Capital manufacturing capital
‘New Ideas, more than savings or investment or education, are the key to prosperity, both to private fortunes… and to the wealth of nations’ – David Warsh; ‘Alex Poyarkov, a former goldmedal winner of the Mathematical Olympiad’ was the subject of a ‘bidding war among hedgefund heavyweights Renaissance, Citadel and TGS’ – Wall Street Journal, May 22nd, 2017

Victor Shvets writes

The key to current macro-economic and investment climate is that we are residing in a world that can be best described as the age of ‘declining returns on humans and  eroding returns on incremental capital’. As the Third Industrial Revolution (or Information Age) picks up pace, it is not labour hours, demographics or conventional capital investment that generate productivity, but rather a far more oblique concept of knowledge and social capital.
The key challenge is that even though neither labour nor capital spending are any longer the key   drivers, we are busily creating fresh capital to maintain and lubricate global liquidity and avoid any sustained de-leveraging. If we define capital holistically (anything from repo and derivative markets to equities and bonds), the ‘fireball cloud of finance’ is getting ever larger. However, most of the incremental capital cannot find productive deployment on the ‘ground’ in real economy and hence it is incessantly looking for allocation within the ‘cloud of finance’ itself. As it gets bigger, the ‘cloud’ presents an ever greater danger to a small underlying real economy below, forcing CBs and the public sector to act aggressively to control and corral it, so that the cloud does not collapse on itself.

In the world that is drowning in excess capital, cost of capital can never increase. In the world where ‘fireball of financial instruments’ must continue to expand (otherwise it is always in danger of collapsing on itself), there is limited tolerance for any volatility.
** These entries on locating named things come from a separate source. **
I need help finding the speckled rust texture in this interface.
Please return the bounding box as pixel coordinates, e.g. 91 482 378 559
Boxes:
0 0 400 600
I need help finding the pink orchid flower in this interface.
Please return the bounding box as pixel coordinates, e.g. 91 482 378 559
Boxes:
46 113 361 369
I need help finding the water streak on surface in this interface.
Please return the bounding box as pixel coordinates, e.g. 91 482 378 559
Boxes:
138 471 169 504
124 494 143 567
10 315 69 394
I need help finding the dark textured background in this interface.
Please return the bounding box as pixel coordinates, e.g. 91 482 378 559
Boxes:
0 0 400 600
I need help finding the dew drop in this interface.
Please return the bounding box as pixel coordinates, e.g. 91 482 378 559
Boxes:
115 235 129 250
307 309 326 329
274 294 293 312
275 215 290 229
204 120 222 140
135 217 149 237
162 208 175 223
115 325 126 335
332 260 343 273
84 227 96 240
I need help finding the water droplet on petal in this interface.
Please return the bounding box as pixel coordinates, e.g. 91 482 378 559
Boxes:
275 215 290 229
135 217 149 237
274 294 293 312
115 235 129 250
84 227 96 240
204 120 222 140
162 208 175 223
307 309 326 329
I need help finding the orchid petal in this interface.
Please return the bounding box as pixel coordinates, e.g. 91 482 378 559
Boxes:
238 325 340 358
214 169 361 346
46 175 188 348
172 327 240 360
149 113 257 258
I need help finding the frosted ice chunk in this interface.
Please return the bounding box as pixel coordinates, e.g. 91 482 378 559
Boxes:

Neither CBs nor investors can be confident that volatility in one segment however small) will not suddenly impact completely unrelated asset classes. This type of ‘butterfly effect’ could cause an explosion in the sky’. Hence, Central Banks and other public sector instrumentalities are likely to continue to ‘corral and direct’ financial markets, and if needs be, public sector might resort to outright nationalizations. It is all for our own good, as ‘financial cloud’ is now at least 4x-5x the size of real economy, and any disturbance in that cloud would unquestionably have devastating consequences on the ‘ground’.
We are essentially describing a world of no discernible business or capital market cycles and the world where ‘financial cloud’ must remain disconnected from fundamentals. While eventually the time of reckoning would arrive and the two spheres would need to (once again) converge, it is far from clear how this will occur.

Victor concludes by saying that it as the fight between Olympians (representing technology and overfinancialization) and Titans (representing political reaction against globalization and deflation, in favour of localization and reflation). While Olympians are ultimately going to win this fight, some rounds could go the Titans’ way (primarily when the US and China are on the same page) and it could take some time, before Titans are finally exiled.

In our view, disinflation remains the ‘beating heart’ of the investment landscape.